One group of area students will not be studying this weekend, but will be in the kitchen determining who is the best culinary team in the nation.

The ProStart Culinary Team from the Herndon Career Center is competing in the National ProStart Competition this weekend in Baltimore. The team placed first at the State ProStart competition, earning the team a place at nationals. ProStart is a two-year, career-building program for high school students. They learn fundamental culinary and management skills in the classroom, while also having the opportunity to work with industry professionals.

The 2012 Herndon Culinary team includes team captain Hailey Rausch, Lee’s Summit High School; Tia Throckmorton and Amanda Sutcliffe, Lee’s Summit North; Ashley Battle, Lee’s Summit West; and team alternate Layren Daugherty, Raytown High School. Students in the Independence School District are also involved in Herndon’s culinary arts program.

“Our program is unique in that students can be proficient and work now and during their education, or students can go to college for culinary arts or hospitality management, nutrition or gain knowledge in work safety and sanitation,” Chef Jeff Qualls said of the culinary arts program at Herndon. “Our students know more about sanitation and work safety than most managers do in the industry. Then there is the students’ creativity and how they can channel that component in the culinary arts. Students can become business owners and we have students that have placed within the top ten in math and science testing within the state of Missouri.”

Teams that qualify for the ProStart Invitational must demonstrate their culinary abilities by preparing a three-course meal in only 60 minutes. Team members also must perform four out of seven classic cuts in knife skills (julienne, brunoise, chiffonade, medium dice, mince and diagonal) and show knowledge of safety and organization as well as proper clean-up. This is not Herndon’s first time in the national competition. Not only have they competed at the national level for the past several years, but they were also the 2009 national champions.
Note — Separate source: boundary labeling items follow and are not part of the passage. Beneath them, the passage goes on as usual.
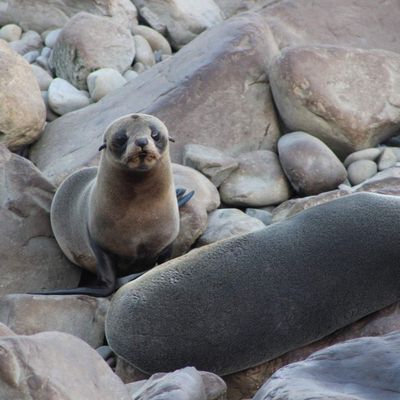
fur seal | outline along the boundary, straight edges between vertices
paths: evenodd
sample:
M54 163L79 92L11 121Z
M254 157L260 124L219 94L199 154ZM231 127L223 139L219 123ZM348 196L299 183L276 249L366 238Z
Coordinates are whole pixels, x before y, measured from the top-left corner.
M111 123L99 167L69 176L50 213L62 251L96 274L96 282L40 294L108 296L118 276L169 258L179 231L178 205L193 195L175 191L169 140L166 126L154 116L130 114Z
M106 337L153 374L226 375L400 298L400 199L349 195L156 267L113 296Z

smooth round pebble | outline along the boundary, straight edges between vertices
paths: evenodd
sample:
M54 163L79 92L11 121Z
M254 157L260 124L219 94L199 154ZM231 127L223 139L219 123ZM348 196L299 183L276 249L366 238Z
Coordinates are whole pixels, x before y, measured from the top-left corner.
M348 178L352 185L358 185L372 178L378 172L378 166L371 160L354 161L347 168Z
The top five teams at the competition will receive medals and scholarships to pursue a career in the restaurant and food service industry.

“The competition component to the Herndon Culinary Arts program and why it is so successful starts with the home school districts that supply our students, like Independence, Lee’s Summit, Grandview, Ruskin and the Raytown school districts. The consumer science divisions at these school districts teach the first year of the ProStart curriculum and some schools offer advance foods and nutrition courses. Herndon and these other school districts work with the Career and Education Consortium to develop the curriculum and where we all are in sync and help keep within the states guidelines for Culinary Arts Education,” Qualls said. “Winning first place is the goal for our team or any team competing in the ProStart Nationals. I try to shoot for placing in the top five. The goal for our team is keep a positive attitude, show a professional demeanor. We aim to keep the Herndon tradition alive in keeping our plates clean, proper portion size, plate presentation and show our technical skills in preparing the plates for competition.”

Qualls said the team has been practicing six days a week for the last three weeks to prepare for the competition. He said students research and try out new recipe ideas to come up with their menu, tweaking concepts to see if they fit.

“The overall goal for students in our culinary arts program is learn the basic skills in a commercial kitchen, learn how to work with other colleagues in the work place, gain experience in the hospitality industry and expand on those interest to excel at whatever career choice they end up following,” he said. “I like to emphasize to our students that there are many paths you can follow in the hospitality Industry and this is the beginning of their journey.”